Lives Lived and Lives Lost - Portsmouth and the Great War

ARTHUR HAROLD JONES
 
As soon as he left school Arthur Harold Jones (known to his family as Harold) joined the Royal Navy as a Boy Artificer which was perhaps expected of a boy who had grown up surrounded by shipwrights and their connection to the sea.
 
The shipwright trade was not only a factor in Harold's choice of career it was also fundamental to the reason he was born in Portsmouth. His father, John Diamond (or Dyamond) Jones had been born in Deptford, Kent and was raised there in a boatbuilding environment where three of the five boys in his generation of the Jones family were shipwrights whilst the other two were boilermaker and brass finisher. It's not clear why John should have chosen to leave one dockyard area and move to another but around 1888 he took his growing family to Portsmouth. That family consisted of his wife Elizabeth (nee Semple) whom he had married in 1880 and their first three children, Elizabeth, John Albert and Edgar.
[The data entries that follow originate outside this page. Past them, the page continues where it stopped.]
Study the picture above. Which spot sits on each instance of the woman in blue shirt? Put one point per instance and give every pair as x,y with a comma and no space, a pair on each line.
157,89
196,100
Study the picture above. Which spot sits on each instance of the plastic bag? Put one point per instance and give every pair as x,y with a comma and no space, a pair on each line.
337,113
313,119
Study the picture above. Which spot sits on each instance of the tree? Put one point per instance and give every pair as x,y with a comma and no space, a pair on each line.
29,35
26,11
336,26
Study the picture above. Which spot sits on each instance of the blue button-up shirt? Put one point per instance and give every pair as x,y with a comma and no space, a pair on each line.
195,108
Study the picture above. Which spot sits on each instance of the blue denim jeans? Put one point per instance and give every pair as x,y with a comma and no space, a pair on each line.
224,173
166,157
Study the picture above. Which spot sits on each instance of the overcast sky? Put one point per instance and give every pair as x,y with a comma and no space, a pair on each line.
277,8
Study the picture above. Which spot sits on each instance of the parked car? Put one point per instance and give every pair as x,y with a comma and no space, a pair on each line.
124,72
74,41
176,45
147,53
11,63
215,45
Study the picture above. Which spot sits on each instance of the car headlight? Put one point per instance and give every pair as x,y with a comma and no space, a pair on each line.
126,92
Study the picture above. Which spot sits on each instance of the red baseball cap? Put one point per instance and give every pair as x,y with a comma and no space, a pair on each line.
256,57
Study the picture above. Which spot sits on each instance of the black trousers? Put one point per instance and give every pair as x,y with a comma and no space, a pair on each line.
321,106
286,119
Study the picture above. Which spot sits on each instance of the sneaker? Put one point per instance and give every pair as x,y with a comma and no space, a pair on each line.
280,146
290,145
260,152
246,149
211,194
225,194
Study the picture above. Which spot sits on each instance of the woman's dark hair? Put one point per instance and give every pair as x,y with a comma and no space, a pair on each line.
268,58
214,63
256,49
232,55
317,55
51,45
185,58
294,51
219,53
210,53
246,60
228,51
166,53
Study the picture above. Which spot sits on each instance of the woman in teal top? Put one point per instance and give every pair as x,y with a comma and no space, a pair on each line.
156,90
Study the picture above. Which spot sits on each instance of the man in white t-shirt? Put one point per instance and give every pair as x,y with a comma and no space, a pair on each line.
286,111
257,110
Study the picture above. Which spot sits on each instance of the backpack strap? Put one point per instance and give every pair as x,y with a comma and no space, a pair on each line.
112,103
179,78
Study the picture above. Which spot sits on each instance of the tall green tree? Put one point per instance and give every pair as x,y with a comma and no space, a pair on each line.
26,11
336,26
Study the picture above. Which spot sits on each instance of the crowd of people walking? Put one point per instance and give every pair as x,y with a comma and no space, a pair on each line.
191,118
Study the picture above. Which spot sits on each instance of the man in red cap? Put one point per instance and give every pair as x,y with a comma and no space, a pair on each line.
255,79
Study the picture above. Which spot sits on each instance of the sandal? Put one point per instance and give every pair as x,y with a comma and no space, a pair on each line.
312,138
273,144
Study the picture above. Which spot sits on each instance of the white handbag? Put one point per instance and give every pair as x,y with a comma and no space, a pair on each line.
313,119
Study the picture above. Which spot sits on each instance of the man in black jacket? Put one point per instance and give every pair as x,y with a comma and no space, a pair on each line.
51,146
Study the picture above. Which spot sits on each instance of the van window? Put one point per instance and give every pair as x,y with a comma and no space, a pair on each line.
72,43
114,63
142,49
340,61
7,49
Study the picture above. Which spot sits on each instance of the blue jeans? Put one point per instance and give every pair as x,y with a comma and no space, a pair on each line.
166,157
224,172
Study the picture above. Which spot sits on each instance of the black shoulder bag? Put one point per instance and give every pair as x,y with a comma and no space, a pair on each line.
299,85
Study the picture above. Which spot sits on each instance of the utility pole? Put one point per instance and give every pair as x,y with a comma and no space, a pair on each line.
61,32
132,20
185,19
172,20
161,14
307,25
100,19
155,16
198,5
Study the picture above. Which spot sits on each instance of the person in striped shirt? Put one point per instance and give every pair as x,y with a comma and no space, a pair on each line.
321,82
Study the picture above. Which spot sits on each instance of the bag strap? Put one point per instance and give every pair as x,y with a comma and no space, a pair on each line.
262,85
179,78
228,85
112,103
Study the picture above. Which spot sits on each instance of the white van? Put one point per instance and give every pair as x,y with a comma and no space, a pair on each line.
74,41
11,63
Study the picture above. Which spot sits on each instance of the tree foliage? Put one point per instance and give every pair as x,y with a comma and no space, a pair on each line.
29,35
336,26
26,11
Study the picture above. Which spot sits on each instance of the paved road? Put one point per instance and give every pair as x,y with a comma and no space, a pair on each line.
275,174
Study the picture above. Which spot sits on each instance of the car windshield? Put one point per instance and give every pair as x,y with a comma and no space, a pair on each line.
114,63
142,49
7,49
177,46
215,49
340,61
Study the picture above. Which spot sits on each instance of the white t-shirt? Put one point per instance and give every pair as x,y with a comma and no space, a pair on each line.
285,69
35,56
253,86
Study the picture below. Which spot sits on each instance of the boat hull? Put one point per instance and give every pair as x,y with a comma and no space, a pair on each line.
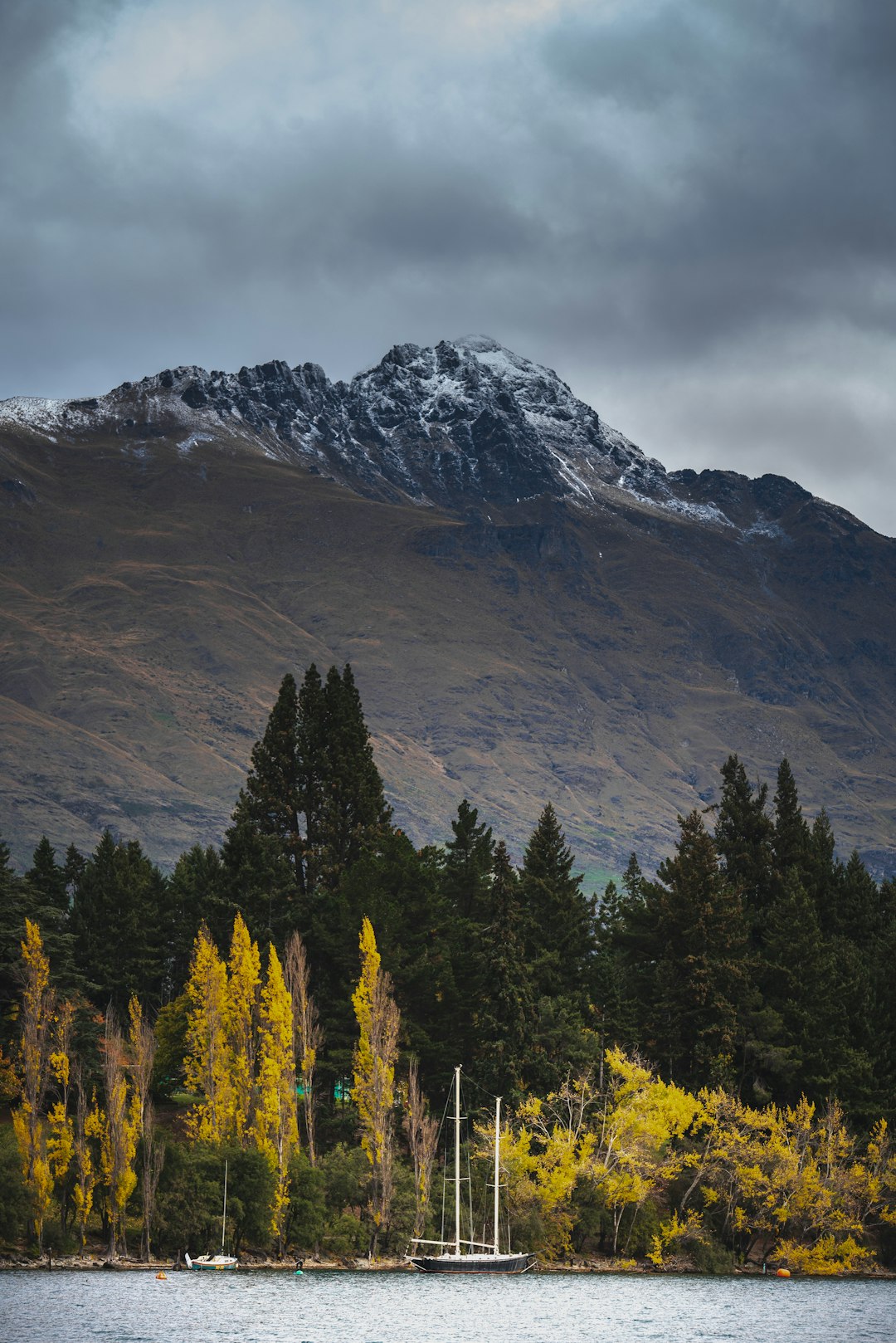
473,1262
217,1264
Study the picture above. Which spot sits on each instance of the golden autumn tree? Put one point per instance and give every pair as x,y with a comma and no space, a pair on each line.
308,1032
422,1138
373,1075
243,984
119,1130
35,1048
88,1135
141,1041
207,1065
275,1125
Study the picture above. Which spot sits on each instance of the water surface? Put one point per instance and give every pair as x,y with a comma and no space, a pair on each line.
328,1307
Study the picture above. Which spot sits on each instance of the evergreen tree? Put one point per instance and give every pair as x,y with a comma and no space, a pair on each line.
12,930
507,1002
558,917
119,924
466,873
353,803
743,838
197,891
790,838
700,978
46,891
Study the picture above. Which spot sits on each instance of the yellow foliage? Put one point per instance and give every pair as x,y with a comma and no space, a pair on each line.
826,1258
207,1067
275,1125
241,1021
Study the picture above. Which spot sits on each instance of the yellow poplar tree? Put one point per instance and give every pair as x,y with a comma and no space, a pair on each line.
119,1138
373,1075
34,1071
143,1056
275,1126
242,1019
207,1067
308,1032
88,1132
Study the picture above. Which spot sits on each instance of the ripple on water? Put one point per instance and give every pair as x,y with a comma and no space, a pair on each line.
321,1307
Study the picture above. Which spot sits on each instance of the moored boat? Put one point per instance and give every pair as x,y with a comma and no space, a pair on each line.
215,1262
472,1256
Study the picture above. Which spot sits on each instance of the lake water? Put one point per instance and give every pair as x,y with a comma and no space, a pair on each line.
329,1307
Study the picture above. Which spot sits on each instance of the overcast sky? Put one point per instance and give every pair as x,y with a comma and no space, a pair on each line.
685,207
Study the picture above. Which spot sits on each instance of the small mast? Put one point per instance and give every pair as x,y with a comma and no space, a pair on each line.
457,1160
497,1167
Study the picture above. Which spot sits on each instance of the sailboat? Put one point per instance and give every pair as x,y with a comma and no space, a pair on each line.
472,1256
215,1262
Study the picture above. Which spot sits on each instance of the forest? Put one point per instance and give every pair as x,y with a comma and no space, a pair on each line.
694,1064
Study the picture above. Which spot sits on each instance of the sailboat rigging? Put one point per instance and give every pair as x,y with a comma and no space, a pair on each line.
215,1262
489,1258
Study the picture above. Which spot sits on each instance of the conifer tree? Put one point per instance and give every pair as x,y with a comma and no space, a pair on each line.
790,840
35,1051
143,1054
373,1076
275,1126
743,838
466,873
197,891
243,984
353,803
119,1138
306,1030
505,997
119,925
558,917
700,980
46,892
207,1065
12,930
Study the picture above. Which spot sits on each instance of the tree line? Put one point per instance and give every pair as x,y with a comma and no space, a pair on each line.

In 1891, the first census after their move to Portsmouth recorded the Jones family living at 20 Grafton Street with two more children, Alfred and Eliza whilst in 1901 the address had changed to 90 Grafton Street and another two children, Arthur Harold and Hilda had arrived.
 
In 1905 Arthur Harold became a pupil of the Secondary School on Victoria Road North where he stayed for three years after which he succeeded in gaining admission to H.M.S. Fisgard as a Boy Artificer which is where he was recorded in the 1911 census. His parents, meanwhile, had moved to 56 Garfield Road (formerly Flying Bull Lane).
 
Completing satisfactorily the prescribed course of training, Arthur Harold became an Engine Room Artificer, and in 1916 was serving on H.M.S. Black Prince. With this armoured cruiser he went into the Battle of Jutland on Wednesday, May 31st. Just after 6 p.m. this vessel, as one of the First Cruiser Squadron engaged in driving in the enemy light cruisers, got, on account of mist, into a position between the German and British Battle Fleets. As a consequence, the Black Prince received damage which led later to her destruction. Arthur Harold Jones, who was 23 years of age, was among those who perished with the loss of the ship.
 
Further Information
 
The photograph above is taken from a memorial booklet published by Southern Grammar School from which extracts also appear above.
 
The Commonwealth War Graves Commission (CWGC) website lists Engine Room Artificer Arthur Harold Jones, (M/551), Royal Navy, HMS Black Prince, date of death, 31/05/1916. Lost at sea. Remembered on the Portsmouth Naval Memorial (Panel 15).
 
Arthur Jones is also remembered on the Southern Grammar School WW1 Memorial and on the Cenotaph. He is not listed in the 'National Roll of the Great War'.